Example 5-3. A silly way to filter

DoFilter( StringFilterFunction, string )
DoFilter( IntFilterFunction, int )
that let you pass in something that will be sent to the filter function in addition to the DirEntry. Of course, this quickly gets out of hand, and we can't possibly anticipate all the different kinds of filters that people might want to use, so we might come up with something like:

Example 5-4. A slightly less silly way to filter

DoFilter( VoidPtrFilterFunction, void * )
which sort of works but is decidedly not type-safe and is ugly and not really o.o.

The trick is to realize that C++ gives us a very nice tool for solving this very problem: the virtual function. With that, I will leave you with one last hint. The following is just about the most useful class I have ever written (no joke):

Example 5-5. The Command class

class Command
{
  public:
    virtual void Execute() = 0;
    virtual ~Command() {}
};
Its cousin, template class ArgCommand, is also quite useful. I leave you to figure out what it looks like.

Things you might do without thinking, but don't have to do

  • You do not need to do sorting and filtering within the same function, or even within the same class.

  • You do not need to have a class named Scandir or DirScanner, etc. Why might that be a bad thing?

  • You will almost certainly need to sort a vector of some kind. (Or use a linked list, or a self-sorting list of some kind.) However, it does not have to be publicly visible as a raw data structure. You can hide it behind Iterators or Visitors. What does this get you?

  • There are ways to solve the scandir problem that do not involve passing around function pointers.

  • There are at least two ways to implement the reversed-order flag of sools without physically reversing the order of a vector of file objects and without passing a flag to a sort function to tell it increasing or deceasing order and without writing twice as many comparison functions.

Leave room to make it powerful

  • There are ways to solve the scandir problem that allow for very sophisticated filtering. Imagine someone who wants to find all non-executable files larger than 10Mb and older than one week.

Write it in C++ using C++ and STL idioms

  • Consider using Iterators. There are good ways to avoid returning vectors or passing them around. (Why should you avoid that? the section called Don't pass containers around by value in Chapter 4)

  • Consider using Command objects. So, what are command objects? Think about this: How is a virtual function call like using a function pointer, and why is it better?

    I don't just mean an object with an overloaded operator()(...) method.

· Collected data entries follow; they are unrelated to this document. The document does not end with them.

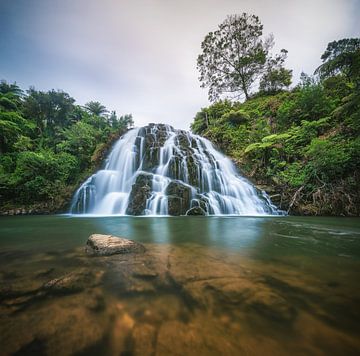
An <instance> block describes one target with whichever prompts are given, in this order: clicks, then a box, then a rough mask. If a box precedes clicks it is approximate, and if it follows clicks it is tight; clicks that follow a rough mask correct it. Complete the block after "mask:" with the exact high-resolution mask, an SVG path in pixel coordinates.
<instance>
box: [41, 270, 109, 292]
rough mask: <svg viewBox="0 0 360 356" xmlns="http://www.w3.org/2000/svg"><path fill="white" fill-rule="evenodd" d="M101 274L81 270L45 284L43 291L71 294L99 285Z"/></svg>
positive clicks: (72, 272) (47, 291) (89, 271)
mask: <svg viewBox="0 0 360 356" xmlns="http://www.w3.org/2000/svg"><path fill="white" fill-rule="evenodd" d="M102 275H103V273H102V271H99V272H97V273H94V272H92V271H89V270H86V269H81V270H78V271H74V272H70V273H69V274H67V275H65V276H63V277H60V278H55V279H52V280H50V281H49V282H47V283H45V284H44V286H43V289H44V290H46V291H47V292H50V293H54V294H72V293H78V292H81V291H82V290H84V289H87V288H89V287H93V286H95V285H97V284H99V282H100V280H101V277H102Z"/></svg>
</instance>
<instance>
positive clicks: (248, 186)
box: [70, 124, 277, 216]
mask: <svg viewBox="0 0 360 356" xmlns="http://www.w3.org/2000/svg"><path fill="white" fill-rule="evenodd" d="M197 206H199V207H200V208H201V209H202V210H203V211H205V213H206V215H218V214H239V215H243V214H251V215H263V214H271V213H274V214H277V210H276V207H275V206H273V205H272V204H271V203H270V201H268V199H263V197H262V194H259V192H257V191H256V189H255V188H254V187H253V186H252V185H251V183H250V182H248V181H247V180H246V179H245V178H243V177H241V176H240V174H239V173H238V172H237V170H236V168H235V166H234V165H233V164H232V162H231V161H230V160H229V159H227V158H226V157H225V156H224V155H222V154H221V153H220V152H218V151H217V150H216V149H215V148H214V147H213V146H212V144H211V143H210V142H209V141H207V140H206V139H204V138H201V137H199V136H196V135H193V134H191V133H190V132H186V131H183V130H176V129H174V128H173V127H171V126H169V125H164V124H149V125H147V126H145V127H142V128H137V129H133V130H131V131H129V132H128V133H127V134H126V135H124V136H123V137H122V138H121V139H120V140H119V141H118V142H117V143H116V144H115V146H114V148H113V150H112V151H111V153H110V155H109V157H108V159H107V163H106V166H105V167H104V169H101V170H99V171H98V172H97V173H96V174H94V175H93V176H91V177H90V178H88V179H87V180H86V182H84V183H83V184H82V185H81V187H80V188H79V189H78V191H77V192H76V193H75V195H74V198H73V201H72V206H71V209H70V211H71V213H75V214H77V213H90V214H100V215H113V214H119V215H173V216H178V215H186V212H187V211H188V210H190V209H191V208H194V207H197ZM194 213H197V214H198V213H201V214H202V211H201V210H199V209H196V210H194ZM202 215H203V214H202Z"/></svg>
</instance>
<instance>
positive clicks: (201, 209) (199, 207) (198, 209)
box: [186, 206, 206, 216]
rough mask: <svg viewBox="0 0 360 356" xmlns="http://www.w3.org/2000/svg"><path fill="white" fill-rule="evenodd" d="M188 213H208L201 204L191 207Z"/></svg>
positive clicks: (189, 214)
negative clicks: (192, 207) (201, 206)
mask: <svg viewBox="0 0 360 356" xmlns="http://www.w3.org/2000/svg"><path fill="white" fill-rule="evenodd" d="M186 215H203V216H204V215H206V212H205V210H204V209H202V208H200V207H199V206H195V207H193V208H191V209H189V210H188V211H187V212H186Z"/></svg>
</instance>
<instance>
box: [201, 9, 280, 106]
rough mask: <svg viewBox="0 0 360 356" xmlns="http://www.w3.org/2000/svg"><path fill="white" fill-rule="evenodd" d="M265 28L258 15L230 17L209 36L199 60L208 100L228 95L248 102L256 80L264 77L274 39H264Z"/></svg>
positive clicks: (243, 15) (268, 38) (201, 84)
mask: <svg viewBox="0 0 360 356" xmlns="http://www.w3.org/2000/svg"><path fill="white" fill-rule="evenodd" d="M262 34H263V25H262V24H261V22H260V20H259V18H258V17H257V16H255V15H249V14H246V13H243V14H242V15H231V16H228V17H227V18H226V19H225V21H224V22H223V23H221V24H220V25H219V29H218V30H217V31H215V32H209V34H208V35H206V37H205V39H204V41H203V42H202V43H201V49H202V54H200V55H199V56H198V59H197V68H198V69H199V71H200V77H199V79H200V81H201V82H202V84H201V87H203V88H209V100H210V101H215V100H217V99H219V98H220V97H221V96H222V95H224V94H225V95H228V94H229V93H230V94H232V95H233V96H235V97H240V96H241V95H245V98H246V99H248V98H249V95H250V91H251V88H252V86H253V85H254V83H255V82H256V79H257V78H258V77H259V76H260V75H261V74H262V73H263V71H264V69H265V65H266V63H267V60H268V57H269V50H270V48H271V47H272V46H273V37H272V36H269V37H267V38H265V39H263V38H262Z"/></svg>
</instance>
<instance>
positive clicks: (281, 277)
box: [0, 215, 360, 355]
mask: <svg viewBox="0 0 360 356" xmlns="http://www.w3.org/2000/svg"><path fill="white" fill-rule="evenodd" d="M93 233H100V234H112V235H116V236H123V237H126V238H130V239H133V240H136V241H138V242H141V243H143V244H144V245H145V247H146V248H147V253H146V254H145V255H144V256H131V255H127V256H119V255H116V256H110V257H95V258H91V257H87V256H86V255H85V253H84V246H85V243H86V240H87V238H88V236H89V235H90V234H93ZM0 255H1V259H0V278H1V289H0V301H1V305H0V308H1V316H0V333H1V350H0V354H37V355H41V354H51V355H54V354H64V355H65V354H87V355H89V354H94V355H95V354H102V355H115V354H122V355H147V354H148V355H169V354H173V355H195V354H196V355H219V354H224V355H225V354H226V355H239V354H248V355H259V354H266V355H289V354H293V355H305V354H306V355H329V354H331V355H357V354H359V353H360V330H359V320H360V287H359V280H360V219H358V218H325V217H231V216H230V217H220V216H214V217H171V218H170V217H126V216H123V217H72V216H61V215H58V216H23V217H2V218H0Z"/></svg>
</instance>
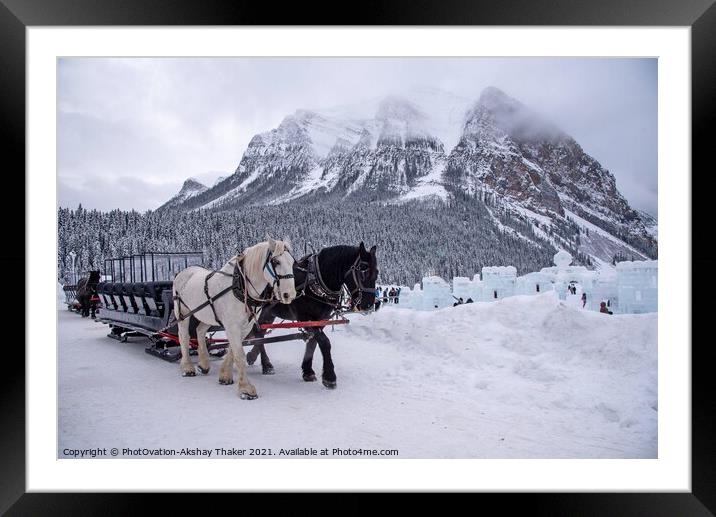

While that certainly can be used, there's no particular reason to use it. (Or is there?)

    You will perhaps want to look at hints on sorting with STL: the section called Sorting with STL in Chapter 4.

Gotchas

  • Be careful when searching directories recursively. Each time you open directory, it uses a file handle. In Solaris, a process can only open a maximum of 64 file handles at once. If you need to open more, you must first close an already open file handle, otherwise your program will crash. There are clever (object-oriented) ways around this problem, too. Where in DirStream is the file handle opened, and where is it closed?

Miscellaneous issues

Brainteasers

  • When is it good to have a class with a single member function? When is it bad? Are you sure?